Try the two groups of gastrocopy situations in 3 table 9 test-meals front and back
Grouping |
Before the test-meal |
After the test-meal |
The example number |
Integration |
The example number |
Integration |
The test-meal group |
15 |
2.32±1.27 |
15 |
1.91±1.11 |
Control group |
15 |
2.20±1.29 |
15 |
2.01±1.48 |
Test-meal group stomach lining inflammation integration descends to some extent after the test-meal, but compares no significant difference with control group.
4.4 the observation of safety index
4.4.1 two groups of index detection case such as hematology before and after the test-meal are seen examination 3 tables 10.
Try the two groups of index detection case such as hematology in 3 table 10 test-meals front and back
|
Test-meal group (n=52) |
Control group (n=52) |
|
Before the test-meal |
After the test-meal |
Before the test-meal |
After the test-meal |
TP(g/L) |
71.25±3.74 |
71.48±4.12 |
72.09±3.91 |
73.20±4.11 |
ALB(g/L) |
43.72±7.47 |
45.00±7.62 |
45.36±6.77 |
46.15±7.84 |
ALT(u/L) |
20.92±6.65 |
19.30±6.09 |
18.96±8.02 |
19.20±8.75 |
AST(u/L) |
23.76±8.40 |
21.62±7.21 |
22.68±7.55 |
21.90±8.03 |
UREA(mmol/L) |
5.57±2.34 |
5.65±2.07 |
5.05±2.55 |
5.60±2.31 |
Cr(μmol/L) |
90.70±17.93 |
92.10±14.07 |
93.00±15.49 |
93.69±13.90 |
HGB(g/L) |
135.63±17.02 |
137.99±17.26 |
137.25± 20.87 |
136.94±20.97 |
RBC(×1012/L) |
4.41±0.64 |
4.30±0.63 |
4.33±0.66 |
4.47±0.62 |
WBC(×109/L) |
6.12±1.37 |
6.52±1.50 |
6.12±1.83 |
5.64±1.92 |
Routine urinalysis |
Normally |
Normally |
Normally |
Normally |
Just conventional |
Normally |
Normally |
Normally |
Normally |
Before and after two groups of test-meals, blood and urine, just the every index of conventional detection all in normal range (NR).
4.4.2 Chest X-rays, electrocardiogram, ultrasound diagnosis: two groups of experimenters are all in normal range (NR).
5. sum up
5.1 soft capsule can obviously improve symptoms such as chronic superficial gastritis patient's clinical symptoms, especially stomachache, sour regurgitation, abdominal distension.

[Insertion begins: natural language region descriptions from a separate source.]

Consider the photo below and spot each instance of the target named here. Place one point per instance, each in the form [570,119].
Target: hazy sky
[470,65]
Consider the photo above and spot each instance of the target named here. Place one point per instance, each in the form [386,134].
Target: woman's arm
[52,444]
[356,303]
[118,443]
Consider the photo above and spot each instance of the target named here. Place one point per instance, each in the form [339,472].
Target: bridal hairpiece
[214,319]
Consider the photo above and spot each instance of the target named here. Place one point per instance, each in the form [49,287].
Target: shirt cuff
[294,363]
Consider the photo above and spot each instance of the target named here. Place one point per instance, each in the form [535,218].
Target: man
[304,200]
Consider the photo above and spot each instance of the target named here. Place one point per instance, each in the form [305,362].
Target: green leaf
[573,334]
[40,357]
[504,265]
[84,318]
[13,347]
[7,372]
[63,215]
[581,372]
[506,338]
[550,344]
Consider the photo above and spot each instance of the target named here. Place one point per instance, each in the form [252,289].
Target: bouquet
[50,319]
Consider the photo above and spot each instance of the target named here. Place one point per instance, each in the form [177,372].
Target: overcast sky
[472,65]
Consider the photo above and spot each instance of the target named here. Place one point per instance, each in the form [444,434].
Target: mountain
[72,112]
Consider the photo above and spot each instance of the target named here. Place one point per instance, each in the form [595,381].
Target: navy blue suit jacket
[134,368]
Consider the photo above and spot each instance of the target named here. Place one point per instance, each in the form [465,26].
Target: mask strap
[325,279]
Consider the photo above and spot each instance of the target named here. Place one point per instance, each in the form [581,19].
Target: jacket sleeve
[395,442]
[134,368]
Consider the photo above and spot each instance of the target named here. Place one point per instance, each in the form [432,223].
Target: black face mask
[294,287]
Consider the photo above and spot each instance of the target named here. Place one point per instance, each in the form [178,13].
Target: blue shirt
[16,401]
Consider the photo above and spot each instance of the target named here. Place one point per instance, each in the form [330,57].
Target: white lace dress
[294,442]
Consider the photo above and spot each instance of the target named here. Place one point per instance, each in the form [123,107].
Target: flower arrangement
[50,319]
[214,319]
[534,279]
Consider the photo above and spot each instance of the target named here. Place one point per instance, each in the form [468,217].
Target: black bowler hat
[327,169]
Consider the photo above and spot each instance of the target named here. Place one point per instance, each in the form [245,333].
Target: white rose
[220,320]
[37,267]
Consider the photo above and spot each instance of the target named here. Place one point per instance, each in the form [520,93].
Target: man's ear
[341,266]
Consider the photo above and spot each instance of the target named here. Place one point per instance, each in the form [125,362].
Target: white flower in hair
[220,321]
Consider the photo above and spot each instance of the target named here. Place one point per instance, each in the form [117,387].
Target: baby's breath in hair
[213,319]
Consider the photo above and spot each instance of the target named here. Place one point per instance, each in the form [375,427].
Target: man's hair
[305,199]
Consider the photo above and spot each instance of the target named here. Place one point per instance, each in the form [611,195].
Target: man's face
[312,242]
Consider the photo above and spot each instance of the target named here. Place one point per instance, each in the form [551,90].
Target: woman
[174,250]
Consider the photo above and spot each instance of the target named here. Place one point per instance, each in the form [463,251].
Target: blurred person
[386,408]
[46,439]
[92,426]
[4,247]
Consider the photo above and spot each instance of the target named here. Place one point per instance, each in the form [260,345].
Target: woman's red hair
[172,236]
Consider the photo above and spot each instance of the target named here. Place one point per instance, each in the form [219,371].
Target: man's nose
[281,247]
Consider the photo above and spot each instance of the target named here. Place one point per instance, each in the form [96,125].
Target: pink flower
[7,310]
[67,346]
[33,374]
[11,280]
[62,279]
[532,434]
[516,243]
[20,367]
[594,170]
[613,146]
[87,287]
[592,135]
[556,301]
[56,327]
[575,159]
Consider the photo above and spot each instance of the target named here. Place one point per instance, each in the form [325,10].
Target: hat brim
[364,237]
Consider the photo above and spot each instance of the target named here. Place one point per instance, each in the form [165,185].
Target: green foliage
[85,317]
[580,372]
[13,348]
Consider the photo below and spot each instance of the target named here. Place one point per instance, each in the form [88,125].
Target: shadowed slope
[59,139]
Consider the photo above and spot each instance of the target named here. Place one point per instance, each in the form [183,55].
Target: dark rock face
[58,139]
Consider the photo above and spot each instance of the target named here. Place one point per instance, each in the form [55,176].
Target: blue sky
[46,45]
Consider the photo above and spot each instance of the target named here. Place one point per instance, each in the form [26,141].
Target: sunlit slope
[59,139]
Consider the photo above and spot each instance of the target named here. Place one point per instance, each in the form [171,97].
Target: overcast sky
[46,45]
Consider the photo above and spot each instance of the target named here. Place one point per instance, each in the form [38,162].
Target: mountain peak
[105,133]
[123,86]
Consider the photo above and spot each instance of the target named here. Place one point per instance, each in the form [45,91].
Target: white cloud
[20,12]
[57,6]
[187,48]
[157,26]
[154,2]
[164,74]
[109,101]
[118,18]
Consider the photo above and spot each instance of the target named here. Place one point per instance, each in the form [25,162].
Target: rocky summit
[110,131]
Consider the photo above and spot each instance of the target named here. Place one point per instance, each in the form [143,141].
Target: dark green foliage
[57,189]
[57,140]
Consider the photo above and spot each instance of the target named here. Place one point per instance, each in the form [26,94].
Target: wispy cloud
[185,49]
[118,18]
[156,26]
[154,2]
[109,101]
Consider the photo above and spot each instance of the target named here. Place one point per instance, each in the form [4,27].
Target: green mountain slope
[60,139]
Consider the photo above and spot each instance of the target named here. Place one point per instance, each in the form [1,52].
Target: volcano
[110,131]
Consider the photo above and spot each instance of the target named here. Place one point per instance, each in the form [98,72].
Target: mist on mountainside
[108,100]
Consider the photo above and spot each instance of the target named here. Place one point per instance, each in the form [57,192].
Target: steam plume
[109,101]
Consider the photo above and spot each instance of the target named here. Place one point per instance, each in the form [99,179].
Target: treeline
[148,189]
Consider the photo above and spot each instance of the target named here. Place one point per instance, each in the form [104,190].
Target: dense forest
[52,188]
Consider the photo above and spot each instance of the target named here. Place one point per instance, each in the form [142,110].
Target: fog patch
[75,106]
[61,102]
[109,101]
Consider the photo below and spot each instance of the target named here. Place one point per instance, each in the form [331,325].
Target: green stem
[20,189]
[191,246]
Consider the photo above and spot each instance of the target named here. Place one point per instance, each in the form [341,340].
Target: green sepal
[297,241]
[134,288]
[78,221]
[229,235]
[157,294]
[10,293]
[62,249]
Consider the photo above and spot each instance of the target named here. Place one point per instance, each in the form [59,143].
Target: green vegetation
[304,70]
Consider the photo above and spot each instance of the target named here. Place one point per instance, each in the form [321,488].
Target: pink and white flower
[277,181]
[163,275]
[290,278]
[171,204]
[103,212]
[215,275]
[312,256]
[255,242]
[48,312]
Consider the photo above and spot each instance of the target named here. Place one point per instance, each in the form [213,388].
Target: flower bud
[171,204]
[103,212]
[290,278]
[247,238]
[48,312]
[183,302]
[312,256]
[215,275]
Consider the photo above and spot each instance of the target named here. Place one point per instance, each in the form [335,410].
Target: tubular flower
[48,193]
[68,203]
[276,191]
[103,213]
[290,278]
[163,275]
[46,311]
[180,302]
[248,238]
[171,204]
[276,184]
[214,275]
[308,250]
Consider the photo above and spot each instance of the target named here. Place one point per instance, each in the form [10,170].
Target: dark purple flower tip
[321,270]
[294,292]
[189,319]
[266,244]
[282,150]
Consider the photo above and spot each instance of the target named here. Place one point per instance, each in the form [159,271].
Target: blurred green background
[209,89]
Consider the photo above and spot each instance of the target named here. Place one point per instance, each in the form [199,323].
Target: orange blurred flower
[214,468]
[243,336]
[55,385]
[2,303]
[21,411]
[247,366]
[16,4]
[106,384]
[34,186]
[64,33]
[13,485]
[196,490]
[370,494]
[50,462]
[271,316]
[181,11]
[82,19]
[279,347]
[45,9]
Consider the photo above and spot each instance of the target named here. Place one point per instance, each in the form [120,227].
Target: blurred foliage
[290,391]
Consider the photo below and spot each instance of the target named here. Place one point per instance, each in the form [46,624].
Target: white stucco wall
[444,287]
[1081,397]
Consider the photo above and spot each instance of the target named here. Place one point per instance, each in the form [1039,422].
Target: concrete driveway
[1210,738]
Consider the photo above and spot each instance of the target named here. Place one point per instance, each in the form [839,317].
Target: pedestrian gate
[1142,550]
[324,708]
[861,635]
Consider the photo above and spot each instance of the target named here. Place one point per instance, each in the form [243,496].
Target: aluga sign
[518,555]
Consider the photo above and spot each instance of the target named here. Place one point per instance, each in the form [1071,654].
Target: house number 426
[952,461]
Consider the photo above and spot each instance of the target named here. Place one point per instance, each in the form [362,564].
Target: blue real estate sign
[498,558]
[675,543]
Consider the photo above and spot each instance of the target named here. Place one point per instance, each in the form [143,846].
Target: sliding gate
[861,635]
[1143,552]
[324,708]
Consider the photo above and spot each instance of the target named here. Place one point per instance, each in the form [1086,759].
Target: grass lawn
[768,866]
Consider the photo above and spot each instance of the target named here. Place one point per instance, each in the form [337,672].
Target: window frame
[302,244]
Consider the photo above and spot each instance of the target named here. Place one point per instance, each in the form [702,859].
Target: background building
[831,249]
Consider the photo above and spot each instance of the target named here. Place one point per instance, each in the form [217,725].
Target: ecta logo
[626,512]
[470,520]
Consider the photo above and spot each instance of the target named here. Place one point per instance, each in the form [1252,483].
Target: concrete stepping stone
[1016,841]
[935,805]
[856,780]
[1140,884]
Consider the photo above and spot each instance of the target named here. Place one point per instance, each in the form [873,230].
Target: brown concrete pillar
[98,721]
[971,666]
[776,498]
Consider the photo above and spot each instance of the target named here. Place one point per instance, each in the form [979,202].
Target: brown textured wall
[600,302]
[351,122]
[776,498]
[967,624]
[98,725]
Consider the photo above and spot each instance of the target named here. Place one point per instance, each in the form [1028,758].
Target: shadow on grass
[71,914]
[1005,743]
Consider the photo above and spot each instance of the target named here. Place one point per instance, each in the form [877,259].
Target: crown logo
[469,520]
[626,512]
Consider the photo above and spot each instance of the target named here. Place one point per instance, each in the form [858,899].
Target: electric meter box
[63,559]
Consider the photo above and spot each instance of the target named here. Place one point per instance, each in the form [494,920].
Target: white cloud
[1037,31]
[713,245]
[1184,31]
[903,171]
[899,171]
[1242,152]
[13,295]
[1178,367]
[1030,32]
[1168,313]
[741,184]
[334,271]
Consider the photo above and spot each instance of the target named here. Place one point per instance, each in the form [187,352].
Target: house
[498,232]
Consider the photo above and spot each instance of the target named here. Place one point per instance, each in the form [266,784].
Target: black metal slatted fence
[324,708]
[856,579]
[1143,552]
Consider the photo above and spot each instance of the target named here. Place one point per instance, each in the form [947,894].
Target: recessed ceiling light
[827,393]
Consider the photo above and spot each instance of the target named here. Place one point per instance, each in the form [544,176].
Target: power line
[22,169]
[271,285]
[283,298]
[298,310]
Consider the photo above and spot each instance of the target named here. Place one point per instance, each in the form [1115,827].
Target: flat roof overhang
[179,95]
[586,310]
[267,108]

5.2 soft capsule is the sign of tenderness under the reduction of patient xiphoid-process preferably.
5.3 gastrocopy finds that soft capsule has some improvement to chronic superficial gastritis patient stomach lining inflammation.
5.4 after taking soft capsule, hemoglobin, red blood cell, leucocyte, total serum protein, albumin, glutamic-pyruvic transaminase, glutamic-oxalacetic transaminease, flesh liver, urea and urine, just every inspection index such as routine is all in normal range (NR), and this product is described, and the trencherman is healthy has no adverse effects to examination.
6.3 soft capsule is not observed allergy and other bad reaction in the test-meal process.
Conclusion:
Statistics shows: soft capsule has significant protective effect to gastric mucosa; the clinical shape integration of test-meal group obviously descends before than the test-meal group, and tenderness obviously alleviates under the xiphoid-process, and the improvement rate reaches 73.08%; and control group is 36.54%, two group significant difference (p<0.01) is arranged.Test-meal group gastroscope makes moderate progress before descending the observation pathology than test-meal after the test-meal, hemoglobin, red blood cell, leucocyte, total serum protein, albumin, glutamic-oxalacetic transaminease, glutamic-pyruvic transaminase, urea nitrogen, creatinine and routine urinalysis before and after the test-meal soft capsule, just every clinical indices such as routine shows that all in normal range (NR) soft capsule has no adverse effects to examination the healthy of trencherman.